Counting Principles - Examples and Constructions

Advanced counting problems often require combining multiple principles and handling special conditions such as repetition, restrictions, or multi-stage selection processes. These examples illustrate systematic approaches to complex counting scenarios.

ExamplePermutations with Repetition

How many distinct arrangements are there of the letters in the word MISSISSIPPI?

The word has 11 letters: 1 M, 4 I's, 4 S's, and 2 P's. If all letters were distinct, there would be $11!$ arrangements. However, we must account for indistinguishable letters. The number of distinct arrangements is: $\frac{11!}{1! \cdot 4! \cdot 4! \cdot 2!} = \frac{39,916,800}{1 \cdot 24 \cdot 24 \cdot 2} = 34,650$

This formula generalizes: if we have $n$ objects where $n_1$ are of type 1, $n_2$ are of type 2, ..., and $n_k$ are of type $k$ , then the number of distinct arrangements is $\frac{n!}{n_1! \cdot n_2! \cdots n_k!}$ . These are called multinomial coefficients.

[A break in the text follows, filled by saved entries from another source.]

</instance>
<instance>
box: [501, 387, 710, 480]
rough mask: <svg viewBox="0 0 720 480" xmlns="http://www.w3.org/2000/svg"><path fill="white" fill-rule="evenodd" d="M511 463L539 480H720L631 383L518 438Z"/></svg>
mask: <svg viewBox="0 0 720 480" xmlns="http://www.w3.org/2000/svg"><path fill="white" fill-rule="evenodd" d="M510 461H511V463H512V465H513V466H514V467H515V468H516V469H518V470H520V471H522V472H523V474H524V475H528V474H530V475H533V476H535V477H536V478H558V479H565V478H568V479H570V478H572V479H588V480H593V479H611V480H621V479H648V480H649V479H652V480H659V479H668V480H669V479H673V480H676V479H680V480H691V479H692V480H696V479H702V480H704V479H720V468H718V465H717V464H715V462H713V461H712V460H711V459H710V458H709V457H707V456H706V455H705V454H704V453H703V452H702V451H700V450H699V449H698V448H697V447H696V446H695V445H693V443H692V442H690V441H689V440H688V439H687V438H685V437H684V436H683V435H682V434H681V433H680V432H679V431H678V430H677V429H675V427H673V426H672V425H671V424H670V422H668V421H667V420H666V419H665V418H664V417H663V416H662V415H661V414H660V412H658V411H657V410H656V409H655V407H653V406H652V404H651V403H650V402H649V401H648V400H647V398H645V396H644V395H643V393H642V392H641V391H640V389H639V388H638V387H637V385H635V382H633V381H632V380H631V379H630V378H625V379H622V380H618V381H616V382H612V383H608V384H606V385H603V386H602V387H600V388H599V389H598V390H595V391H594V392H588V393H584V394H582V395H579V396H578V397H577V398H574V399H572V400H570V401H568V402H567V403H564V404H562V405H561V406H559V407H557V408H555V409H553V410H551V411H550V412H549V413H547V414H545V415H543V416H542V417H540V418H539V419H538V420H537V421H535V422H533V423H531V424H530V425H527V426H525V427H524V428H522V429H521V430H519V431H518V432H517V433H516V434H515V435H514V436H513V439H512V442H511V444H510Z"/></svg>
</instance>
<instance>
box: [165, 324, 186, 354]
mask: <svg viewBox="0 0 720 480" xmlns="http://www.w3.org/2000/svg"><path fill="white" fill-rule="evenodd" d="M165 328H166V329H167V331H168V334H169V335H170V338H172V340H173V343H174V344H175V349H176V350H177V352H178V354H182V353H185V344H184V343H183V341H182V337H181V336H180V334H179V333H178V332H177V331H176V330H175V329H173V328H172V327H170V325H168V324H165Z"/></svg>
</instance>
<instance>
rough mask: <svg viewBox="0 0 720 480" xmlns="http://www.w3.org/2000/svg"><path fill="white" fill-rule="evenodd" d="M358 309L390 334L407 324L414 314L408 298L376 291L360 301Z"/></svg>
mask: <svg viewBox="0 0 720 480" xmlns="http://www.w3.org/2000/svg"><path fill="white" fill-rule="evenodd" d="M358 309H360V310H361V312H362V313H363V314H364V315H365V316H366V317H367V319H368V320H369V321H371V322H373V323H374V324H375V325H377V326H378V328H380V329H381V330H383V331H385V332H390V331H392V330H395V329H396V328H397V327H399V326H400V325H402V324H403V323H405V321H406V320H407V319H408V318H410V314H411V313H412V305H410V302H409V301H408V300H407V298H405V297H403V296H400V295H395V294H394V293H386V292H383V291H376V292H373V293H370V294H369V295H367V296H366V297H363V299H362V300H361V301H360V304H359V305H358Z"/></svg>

ExampleDistributing Indistinguishable Objects

How many ways can we distribute 10 identical balls into 4 distinct boxes?

This is a classic "stars and bars" problem. We need to find the number of non-negative integer solutions to $x_1 + x_2 + x_3 + x_4 = 10$ . Using the stars and bars method, we arrange 10 stars (balls) and 3 bars (dividers) to create 4 groups: $\binom{10 + 4 - 1}{4 - 1} = \binom{13}{3} = 286$

Generally, distributing $n$ identical objects into $k$ distinct boxes has $\binom{n+k-1}{k-1}$ solutions.

ExampleCounting with Restrictions

A committee of 5 people is to be chosen from 6 men and 8 women. How many committees can be formed if there must be at least 2 women?

We use complementary counting. The total number of committees without restrictions is $\binom{14}{5}$ . We subtract committees with 0 or 1 women: $\binom{14}{5} - \binom{6}{5}\binom{8}{0} - \binom{6}{4}\binom{8}{1}$ $= 2002 - 6 \cdot 1 - 15 \cdot 8 = 2002 - 6 - 120 = 1876$

Alternatively, we can count directly by cases (2, 3, or 4 women): $\binom{8}{2}\binom{6}{3} + \binom{8}{3}\binom{6}{2} + \binom{8}{4}\binom{6}{1} + \binom{8}{5}\binom{6}{0} = 560 + 840 + 420 + 56 = 1876$ .

DefinitionDerangements

A derangement is a permutation where no element appears in its original position. The number of derangements of $n$ objects, denoted $D_n$ or $!n$ , is given by: $D_n = n! \sum_{i=0}^{n} \frac{(-1)^i}{i!} = n! \left(1 - \frac{1}{1!} + \frac{1}{2!} - \frac{1}{3!} + \cdots + \frac{(-1)^n}{n!}\right)$

Remarkably, $D_n$ is the nearest integer to $\frac{n!}{e}$ , and the probability that a random permutation is a derangement approaches $\frac{1}{e} \approx 0.368$ as $n \to \infty$ .

Remark

Many counting problems involve circular arrangements, where rotations are considered identical. For $n$ distinct objects, there are $\frac{n!}{n} = (n-1)!$ distinct circular arrangements. If reflections are also considered identical (as with a necklace that can be flipped), the count becomes $\frac{(n-1)!}{2}$ for $n \geq 3$ . These considerations lead to Burnside's lemma and Pólya enumeration theorem in more advanced combinatorics.

These examples demonstrate how fundamental counting principles extend to handle complex scenarios encountered in practical applications.